Bagi aktivis politik muda adalah sangat berdosa kalau ikut memilih atau dipilih pada Pemilu 2014 karena sama saja akan larut dalam kondisi status quo pemerintahan yang diisi kleptokrat dan koruptor. Oleh karena itu, aksi golput merupakan repertoar akhir bagi kaum muda menunjukkan eksistensi politiknya dan melakukan perubahan progresif bagi negara.

Sumirnya dan suramnya pemilih muda dalam memandang Pemilu 2014 mendatang disebabkan mereka tengah dilanda kebingungan politik. Mereka seperti kehilangan figur penting yang bisa menjadi tokoh panutan bagi kaum muda sebagai media pembelajaran politik. Selama ini praktik politik para tokoh politisi kita tidak dilandaskan pada logika populisme, tetapi lebih materialisme semata.

Gagasan politik autentik dari Hannah Arendt (2001) yang menganjurkan sikap berpolitik praktis lebih banyak mendengar dan melayani publik daripada memerintah dan menuntut, kini semakin jauh dari harapan kaum muda.


Kaum muda juga dilanda kekecewaan politik apabila regenerasi koruptor kini sudah melanda politisi muda yang seharusnya bisa menjadi penjembatan antara aspirasi kaum muda kepada kaum tua. Mereka kini kehilangan rasa afiliasitas, afeksitas, maupun afinistas terhadap kondisi perpolitikan negara hari ini yang tiada hari tanpa pemberitaan korupsi dari hari ke hari.
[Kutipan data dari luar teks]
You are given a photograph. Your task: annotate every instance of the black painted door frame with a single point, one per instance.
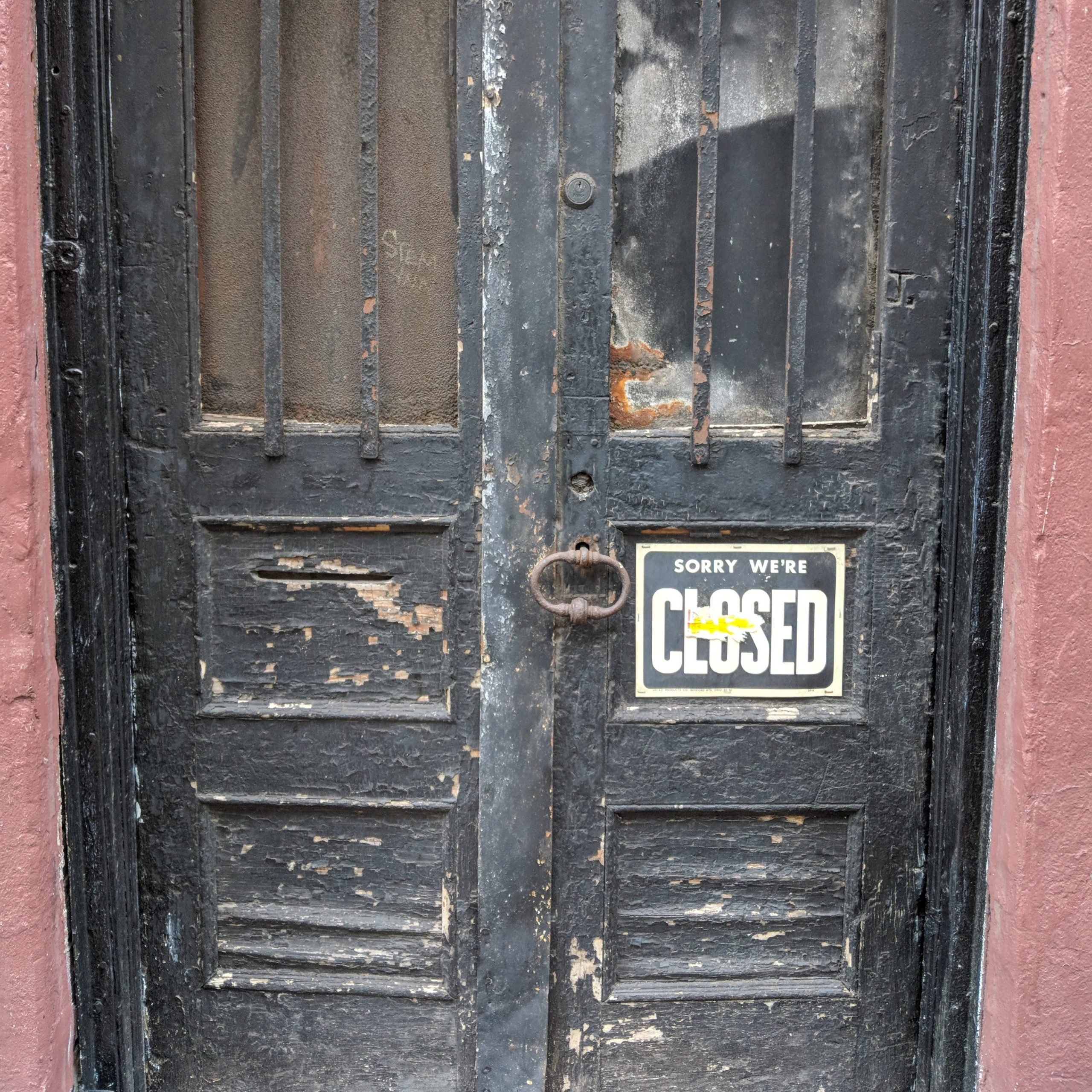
(91, 535)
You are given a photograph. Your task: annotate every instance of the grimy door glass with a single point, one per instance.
(416, 294)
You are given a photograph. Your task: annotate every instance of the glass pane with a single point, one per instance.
(656, 195)
(758, 92)
(229, 206)
(320, 210)
(320, 213)
(418, 252)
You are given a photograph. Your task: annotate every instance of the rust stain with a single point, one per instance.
(638, 363)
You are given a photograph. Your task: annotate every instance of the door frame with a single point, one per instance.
(91, 542)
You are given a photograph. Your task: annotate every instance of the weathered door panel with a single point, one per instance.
(304, 590)
(738, 878)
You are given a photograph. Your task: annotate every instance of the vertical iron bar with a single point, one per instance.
(800, 231)
(369, 229)
(709, 34)
(271, 224)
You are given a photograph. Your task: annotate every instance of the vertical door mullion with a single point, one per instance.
(800, 231)
(271, 224)
(519, 476)
(708, 129)
(369, 229)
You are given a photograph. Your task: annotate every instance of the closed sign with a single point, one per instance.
(740, 621)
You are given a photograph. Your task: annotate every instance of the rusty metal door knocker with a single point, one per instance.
(579, 610)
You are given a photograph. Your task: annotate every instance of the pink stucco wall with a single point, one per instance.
(1037, 1024)
(35, 1004)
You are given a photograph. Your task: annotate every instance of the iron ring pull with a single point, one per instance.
(579, 610)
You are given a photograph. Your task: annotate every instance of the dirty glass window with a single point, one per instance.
(656, 208)
(320, 210)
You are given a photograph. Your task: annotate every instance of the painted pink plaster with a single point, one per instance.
(35, 1002)
(1037, 1020)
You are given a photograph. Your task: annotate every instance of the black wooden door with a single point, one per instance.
(299, 270)
(753, 346)
(414, 294)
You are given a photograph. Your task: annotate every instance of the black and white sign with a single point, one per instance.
(748, 621)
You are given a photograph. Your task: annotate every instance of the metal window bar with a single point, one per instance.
(800, 232)
(709, 34)
(271, 224)
(369, 229)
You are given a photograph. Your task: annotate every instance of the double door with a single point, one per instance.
(413, 297)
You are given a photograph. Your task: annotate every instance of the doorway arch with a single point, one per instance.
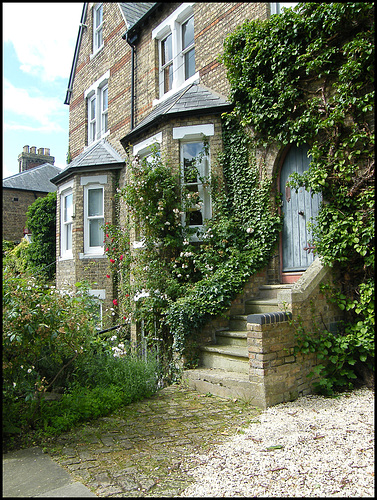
(298, 208)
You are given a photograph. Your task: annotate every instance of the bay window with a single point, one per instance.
(195, 173)
(94, 217)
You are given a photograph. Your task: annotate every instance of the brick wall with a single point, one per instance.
(115, 57)
(15, 204)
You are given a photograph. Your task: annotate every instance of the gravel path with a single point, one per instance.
(312, 447)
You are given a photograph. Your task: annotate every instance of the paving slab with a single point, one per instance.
(32, 473)
(145, 449)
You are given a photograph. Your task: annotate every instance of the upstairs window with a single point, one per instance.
(66, 220)
(167, 63)
(176, 49)
(188, 48)
(94, 215)
(97, 104)
(195, 173)
(97, 28)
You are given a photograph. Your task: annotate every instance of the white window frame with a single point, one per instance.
(95, 93)
(89, 183)
(277, 6)
(97, 29)
(173, 24)
(101, 296)
(144, 149)
(64, 191)
(193, 134)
Problematika ketimpangan ekonomi maupun keadilan sosial yang memicu kekerasan juga tidak lepas dari perhatian kaum muda untuk berkomitmen menjadi golput. Setidaknya, mereka berharap Pemilu 2014 nanti adalah ajang awal bagi kaum muda untuk tampil dan beraksi membenahi sistem politik negara dengan gagasan progresif.

Parpol yang akan berkontestasi pada Pemilu 2014 dituntut lebih peka dalam menanggapi problem apatisme dan apolitisme kaum muda Indonesia ini. Kepekaan tersebut bisa ditunjukkan dengan sosialiasi pendidikan politik terjun langsung ke lapangan maupun memberikan tempat afirmasi bagi kaum muda untuk bisa menyalurkan gagasannya.

Intinya, apolitisme dan apatisme kaum muda bisa dicegah melalui kanalisasi aspirasi politik maupun rekognisi adanya aktvitas politik informal bisa diafirmasi dan dikonfirmasi dalam ranah politik informal. Pada Pemilu 2014, sudah saatnya kaum senior melalukan kerja sama sinergis dengan kaum muda sebagai bagian suksesi tongkat estafet kepemimpinan nasional.